Enough talk about silly trivial things like rising gas prices. It’s time to talk about more important things that affect all of us, the chief among them being the stairs outside of my place of work.
The hill that they traverse is long and sloping, so the stairs themselves are each abnormally long. In order to walk down them like a normal staircase you’d have to take ridiculously long strides and look like a jackass. However, the stairs aren’t long enough to take two full strides. So you end up take one stride, and one half stride, then a normal step down. Or two small strides and a normal step. Or one normal stride and one overreaching stride to the next step.
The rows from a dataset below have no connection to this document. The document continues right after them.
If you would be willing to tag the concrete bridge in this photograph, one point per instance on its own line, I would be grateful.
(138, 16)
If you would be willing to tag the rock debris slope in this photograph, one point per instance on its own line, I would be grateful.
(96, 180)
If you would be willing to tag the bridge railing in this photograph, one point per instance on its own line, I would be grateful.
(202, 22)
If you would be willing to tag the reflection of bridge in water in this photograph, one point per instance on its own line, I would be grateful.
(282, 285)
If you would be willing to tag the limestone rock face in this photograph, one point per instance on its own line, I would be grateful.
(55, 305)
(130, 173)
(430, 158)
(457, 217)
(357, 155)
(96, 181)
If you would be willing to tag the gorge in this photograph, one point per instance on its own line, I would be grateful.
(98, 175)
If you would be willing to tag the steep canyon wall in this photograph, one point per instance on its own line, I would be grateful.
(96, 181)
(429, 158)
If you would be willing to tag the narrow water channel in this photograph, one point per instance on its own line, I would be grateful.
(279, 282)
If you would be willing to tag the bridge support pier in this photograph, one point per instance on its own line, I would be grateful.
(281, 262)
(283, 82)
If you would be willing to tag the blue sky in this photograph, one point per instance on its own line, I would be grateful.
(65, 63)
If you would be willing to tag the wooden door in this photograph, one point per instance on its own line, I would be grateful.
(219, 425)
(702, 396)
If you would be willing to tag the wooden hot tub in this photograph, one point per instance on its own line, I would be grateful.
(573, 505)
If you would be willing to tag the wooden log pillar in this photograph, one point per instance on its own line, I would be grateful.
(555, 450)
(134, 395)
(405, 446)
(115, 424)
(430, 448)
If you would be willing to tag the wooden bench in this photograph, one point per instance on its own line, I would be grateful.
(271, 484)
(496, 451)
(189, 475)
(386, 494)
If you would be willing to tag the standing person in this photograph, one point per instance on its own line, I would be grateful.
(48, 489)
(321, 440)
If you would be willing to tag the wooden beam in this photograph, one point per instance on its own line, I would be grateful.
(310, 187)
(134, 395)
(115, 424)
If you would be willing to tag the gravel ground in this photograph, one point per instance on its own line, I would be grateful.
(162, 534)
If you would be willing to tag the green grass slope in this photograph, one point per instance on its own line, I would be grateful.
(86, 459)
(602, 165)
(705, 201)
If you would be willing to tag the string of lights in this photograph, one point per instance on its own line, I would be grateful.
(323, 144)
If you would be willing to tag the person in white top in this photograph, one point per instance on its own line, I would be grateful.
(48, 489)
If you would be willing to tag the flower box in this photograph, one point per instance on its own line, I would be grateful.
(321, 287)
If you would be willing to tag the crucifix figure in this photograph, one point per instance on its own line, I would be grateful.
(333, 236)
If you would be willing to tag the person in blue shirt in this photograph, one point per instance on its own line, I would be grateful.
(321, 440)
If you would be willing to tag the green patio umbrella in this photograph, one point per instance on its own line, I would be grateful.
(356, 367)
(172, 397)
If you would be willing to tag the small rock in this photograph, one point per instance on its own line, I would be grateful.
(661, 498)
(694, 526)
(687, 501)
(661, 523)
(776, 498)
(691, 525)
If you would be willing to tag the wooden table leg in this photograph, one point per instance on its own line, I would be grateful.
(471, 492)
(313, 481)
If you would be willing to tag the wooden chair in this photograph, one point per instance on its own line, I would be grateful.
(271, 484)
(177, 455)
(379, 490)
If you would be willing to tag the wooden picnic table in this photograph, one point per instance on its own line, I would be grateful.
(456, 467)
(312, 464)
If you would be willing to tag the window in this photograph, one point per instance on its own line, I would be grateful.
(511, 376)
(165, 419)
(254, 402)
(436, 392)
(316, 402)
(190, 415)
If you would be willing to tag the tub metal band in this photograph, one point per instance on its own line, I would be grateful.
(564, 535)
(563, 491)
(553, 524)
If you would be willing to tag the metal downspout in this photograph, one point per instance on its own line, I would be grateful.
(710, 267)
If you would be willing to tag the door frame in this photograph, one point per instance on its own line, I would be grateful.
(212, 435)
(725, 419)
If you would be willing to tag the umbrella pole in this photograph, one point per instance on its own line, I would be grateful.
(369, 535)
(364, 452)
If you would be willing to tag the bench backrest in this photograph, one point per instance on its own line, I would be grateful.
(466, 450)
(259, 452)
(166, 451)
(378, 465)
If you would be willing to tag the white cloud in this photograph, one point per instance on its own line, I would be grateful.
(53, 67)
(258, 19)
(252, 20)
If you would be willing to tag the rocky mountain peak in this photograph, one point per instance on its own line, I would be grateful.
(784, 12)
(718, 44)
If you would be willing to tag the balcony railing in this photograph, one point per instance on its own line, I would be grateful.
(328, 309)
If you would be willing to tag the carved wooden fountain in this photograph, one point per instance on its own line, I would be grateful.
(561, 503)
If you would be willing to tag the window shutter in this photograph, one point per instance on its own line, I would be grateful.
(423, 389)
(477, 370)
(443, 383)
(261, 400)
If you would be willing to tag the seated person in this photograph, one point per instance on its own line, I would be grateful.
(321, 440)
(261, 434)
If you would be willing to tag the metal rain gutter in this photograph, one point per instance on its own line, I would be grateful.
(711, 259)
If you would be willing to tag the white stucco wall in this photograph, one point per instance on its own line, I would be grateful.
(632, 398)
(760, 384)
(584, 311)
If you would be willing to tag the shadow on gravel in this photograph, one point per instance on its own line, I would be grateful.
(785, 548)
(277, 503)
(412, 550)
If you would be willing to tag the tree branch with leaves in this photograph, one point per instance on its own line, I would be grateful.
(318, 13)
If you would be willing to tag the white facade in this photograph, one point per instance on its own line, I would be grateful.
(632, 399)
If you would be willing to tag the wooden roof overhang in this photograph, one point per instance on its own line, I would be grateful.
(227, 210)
Or some other garbage like that.
The fact is that whoever designed these steps did so in such a way that no normal human being would be able to walk up or down them without looking like their nervous system has been attacked by some horrible disease, leaving them lurching around, unable to control their feet, as their co-workers look on in horror.
So I decided that I wanted to find this horrible person and ask them why they designed the stairs in such a way. But then I realized that whoever made such a staircase must be of some sort of super tall race of giants, or possibly ogres, whose incredibly long legs allow them to bound with the greatest of ease over stairs that us mere mortals find nearly uncrossable.
FG: “Yeah, I have a question.”
Stair Designer: “Stair Designer angry!”
FG: “Right, it’s about the stairs. Why did you—“
SD: “Arrarrgh! Stair Designer smash!”
Angry Villagers with Torches and Pitchforks: “There he is! Get him!”
SD: “Garrararrarghhh!”
FG: “Look, I’m obviously interrupting something here. I’ll come back later.”
This is the price we pay for outsourcing all of our stair design jobs overseas to the Land of Ogres.